Although most of the eight parameters of exercise showed significant correlations with each other, some demonstrated an independent pattern. Furthermore, as supported by the existing literature and clinical observations, all measured exercise capacity parameters showed statistically significant correlations with low back pain and quality of life. This indicates that each objective measurement of exercise parameters has direct clinical relevance and implications for patient outcomes. Accordingly, individualized assessment and training of each parameter are valuable for enhancing clinical outcomes and supporting a multifaceted rehabilitation approach.

This study has several limitations. First, the sample size, which was sufficient for the initial analyses, may not have been sufficiently large to establish universally standardized values. Second, the lack of age-based stratification precludes the development of age-specific standards. Third, we were unable to account for the type and specific time interval between surgery and assessment, which restricted our ability to tailor parameter measurements according to surgical variables. Additionally, while the study incorporated sex-based grading, it did not account for other factors such as body mass index, muscle mass, underlying comorbidities, lifestyle patterns, or ethnic diversity. These variables are likely to influence exercise capacity and should be considered in future studies to achieve a more robust standardization.

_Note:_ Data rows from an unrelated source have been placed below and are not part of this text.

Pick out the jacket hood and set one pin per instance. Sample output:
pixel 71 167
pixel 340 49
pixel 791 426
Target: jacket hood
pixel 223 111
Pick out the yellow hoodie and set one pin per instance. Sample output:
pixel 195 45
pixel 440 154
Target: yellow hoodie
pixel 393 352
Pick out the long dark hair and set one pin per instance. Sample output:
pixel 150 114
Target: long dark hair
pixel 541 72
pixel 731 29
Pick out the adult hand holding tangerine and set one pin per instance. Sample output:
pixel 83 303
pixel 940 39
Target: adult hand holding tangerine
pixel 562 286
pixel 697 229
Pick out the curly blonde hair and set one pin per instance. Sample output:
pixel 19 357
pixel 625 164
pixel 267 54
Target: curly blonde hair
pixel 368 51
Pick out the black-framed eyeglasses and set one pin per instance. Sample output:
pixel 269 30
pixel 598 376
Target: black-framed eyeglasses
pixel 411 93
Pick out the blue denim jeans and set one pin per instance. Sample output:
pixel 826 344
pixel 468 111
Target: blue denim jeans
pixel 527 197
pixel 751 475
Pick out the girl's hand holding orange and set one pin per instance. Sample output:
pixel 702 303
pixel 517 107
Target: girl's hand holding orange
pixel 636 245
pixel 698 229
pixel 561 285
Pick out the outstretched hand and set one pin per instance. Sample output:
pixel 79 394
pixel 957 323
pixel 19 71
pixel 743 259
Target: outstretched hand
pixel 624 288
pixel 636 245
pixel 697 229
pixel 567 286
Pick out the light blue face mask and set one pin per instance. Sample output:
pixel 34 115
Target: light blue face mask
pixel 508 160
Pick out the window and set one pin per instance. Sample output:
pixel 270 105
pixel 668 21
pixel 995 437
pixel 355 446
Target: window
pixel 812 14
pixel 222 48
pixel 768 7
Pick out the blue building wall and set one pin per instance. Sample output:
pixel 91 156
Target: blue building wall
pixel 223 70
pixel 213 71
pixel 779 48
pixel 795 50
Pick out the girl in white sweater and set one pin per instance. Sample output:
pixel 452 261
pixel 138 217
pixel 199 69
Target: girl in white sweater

Nonetheless, this study is significant as it is the first to measure and quantify representative exercise capacity parameters related to the lumbar spine in post-surgical patients. This study provides a foundation for the systematic measurement, prescription, and monitoring of customized exercise therapy in this population. Future studies should aim to expand the sample size, include broader demographic variables, and refine the grading system to improve its generalizability and applicability across diverse patient populations.

5. Conclusions

This study established a comprehensive dataset and grading system to define the baseline exercise capacity in patients after lumbar spine surgery. The ERFG system provides a valuable framework for implementing patient-tailored exercise therapy and scientifically evaluating performance. Furthermore, this study provides foundational data to guide future research on exercise rehabilitation strategies for patients after lumbar surgery.